Hydrogen Energy Testing Equipment

A system for electrolyser usually includes water treatment and supply system, stack control system,  AC/DC and DC/DC, heat rejection system and produced gas treament system. A test bench will have similar subsystems because its main function is to operate the electrolyser and acquire its performance data. The key differences which may lead to the need of a test bench are:

- Control Range of Work Conditions: Test benches are designed to operate electrolyser stacks on various and extreme conditions instead of a steady operation protocol to test the limits of the stack. The power, pressure and temperature controls on a test bench is usually having a larger control range and better resolution.

- Instrumentation: Test benches will usually have more types and intallation of instruments to fully diagonise the stack/cell, like gas analyzers, pressure transducers, electro-chemistry test stand, programmable power supplies. In most cases, same instruments also have better measurement accuracy on test benches.

- Software: Tensor test benchse are equipped with the powerful human-machine-interface (HMI) NOVA. It is a testing software with full functionality of parameters control, calibration, testing protocol scripting, alarm configuration and data logging and analysis. On a system, the control software is usally embedded in the circuit board CPU and the HMI is usually a touch screen or a communication cable to its upper control systems.

Performing EIS on Fuel Cells or Electrolyzer Cells

Experimental Setup:

Electrode Configuration: Usually, a three-electrode system is adopted, consisting of a working electrode (the fuel cell or electrolyzer cell sample), a counter electrode (commonly graphite or platinum), and a reference electrode (such as saturated calomel electrode or silver/silver chloride electrode).

Cell and Electrolyte: The electrodes are mounted in a suitable cell, and the cell is filled with the corresponding electrolyte solution. For example, in the case of a proton exchange membrane fuel cell, the electrolyte is usually a proton-conducting membrane and the appropriate aqueous solution.

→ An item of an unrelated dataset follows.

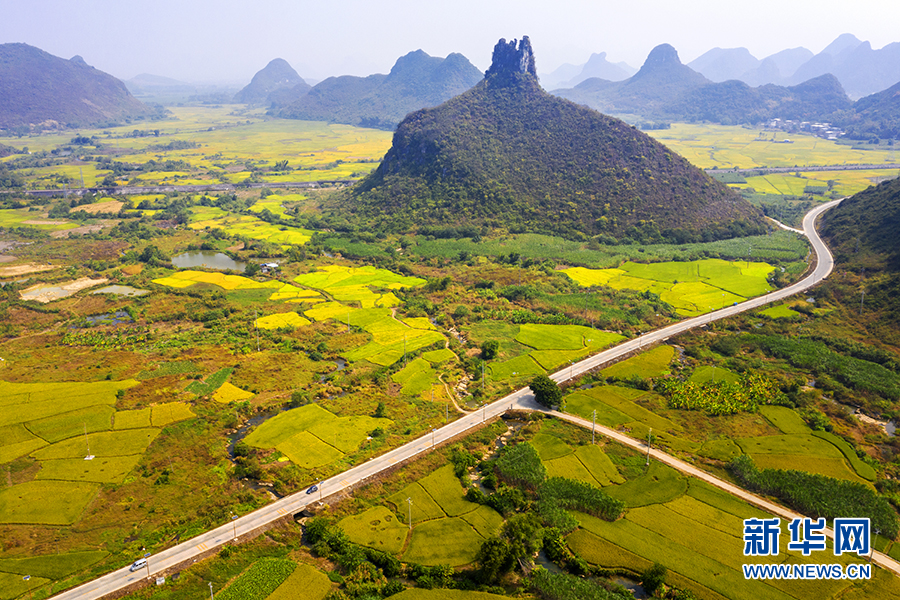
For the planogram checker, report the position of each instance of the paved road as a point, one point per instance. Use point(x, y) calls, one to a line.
point(191, 549)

Connection and Shielding: The electrodes are connected to the potentiostat's leads, and the entire setup is often placed in a Faraday cage to reduce noise interference.

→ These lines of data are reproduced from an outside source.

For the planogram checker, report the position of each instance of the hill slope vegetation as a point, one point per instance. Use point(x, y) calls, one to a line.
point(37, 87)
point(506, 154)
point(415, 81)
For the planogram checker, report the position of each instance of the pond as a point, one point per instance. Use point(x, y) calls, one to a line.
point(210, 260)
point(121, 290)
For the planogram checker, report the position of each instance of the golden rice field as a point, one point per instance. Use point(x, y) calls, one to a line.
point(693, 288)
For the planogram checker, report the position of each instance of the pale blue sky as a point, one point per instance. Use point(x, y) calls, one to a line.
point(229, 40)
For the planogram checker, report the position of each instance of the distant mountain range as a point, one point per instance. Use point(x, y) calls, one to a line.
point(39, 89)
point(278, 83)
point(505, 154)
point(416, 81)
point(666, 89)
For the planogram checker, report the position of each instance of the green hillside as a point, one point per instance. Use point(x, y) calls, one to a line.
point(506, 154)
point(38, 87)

Instrument Parameters Setting:

Frequency Range: The frequency range needs to be set according to the characteristics of the sample and the research purpose. Generally, it starts from a high frequency and sweeps to a low frequency. For example, in the study of fuel cells, frequencies in the kilohertz range are often used to determine high-frequency impedances such as membrane resistance, and low-frequency impedances can provide information about the electrochemical behavior of the fuel cell.

Amplitude of the AC Signal: A small amplitude alternating current signal is usually used to perturb the sample to ensure that the measurement is within the linear response range of the electrochemical system and does not cause significant changes in the sample's state.

Data Acquisition Points: Set an appropriate number of data acquisition points per decade of frequency to ensure the accuracy and resolution of the impedance spectrum.

Information Provided by EIS about the Sample

Ohmic Resistance: The real part of the impedance at high frequencies in the EIS spectrum mainly reflects the ohmic resistance of the sample, including the resistance of the electrolyte, electrodes, and other components in the fuel cell or electrolyzer cell. By analyzing the ohmic resistance, the conductivity and internal resistance of the sample can be evaluated, and the influence of factors such as material quality and assembly process on the internal resistance of the cell can be understood.

Polarization Resistance: The semicircle diameter in the Nyquist plot of the EIS spectrum is related to the polarization resistance, which reflects the resistance caused by electrochemical processes and diffusion in the sample. The magnitude of the polarization resistance can be used to evaluate the reaction kinetics and mass transfer characteristics of the electrode reaction in the fuel cell or electrolyzer cell, and to understand the activity and stability of the electrode.

Double Layer Capacitance: The imaginary part of the impedance in the EIS spectrum can provide information about the double layer capacitance at the electrode-electrolyte interface. The double layer capacitance is related to the surface area and electrochemical activity of the electrode, and can be used to study the adsorption and desorption behavior of reactants and products at the electrode surface, as well as the change of the electrode surface state.

Electrochemical Reaction Mechanism: By analyzing the shape and characteristics of the EIS spectrum at different frequencies, the electrochemical reaction mechanism in the fuel cell or electrolyzer cell can be inferred. For example, the impedance spectrum at different frequencies can be decomposed and analyzed by methods such as the distribution of relaxation time to understand the specific processes and reaction rates of charge transfer, mass transfer, and chemical reaction in the electrochemical system.

Performance and Stability Evaluation: EIS can be used to monitor the performance and stability of fuel cells or electrolyzer cells. By comparing the EIS spectra of the sample under different working conditions or at different times, the changes in the internal impedance and electrochemical properties of the sample can be observed, and the performance degradation and stability problems of the cell can be evaluated and predicted.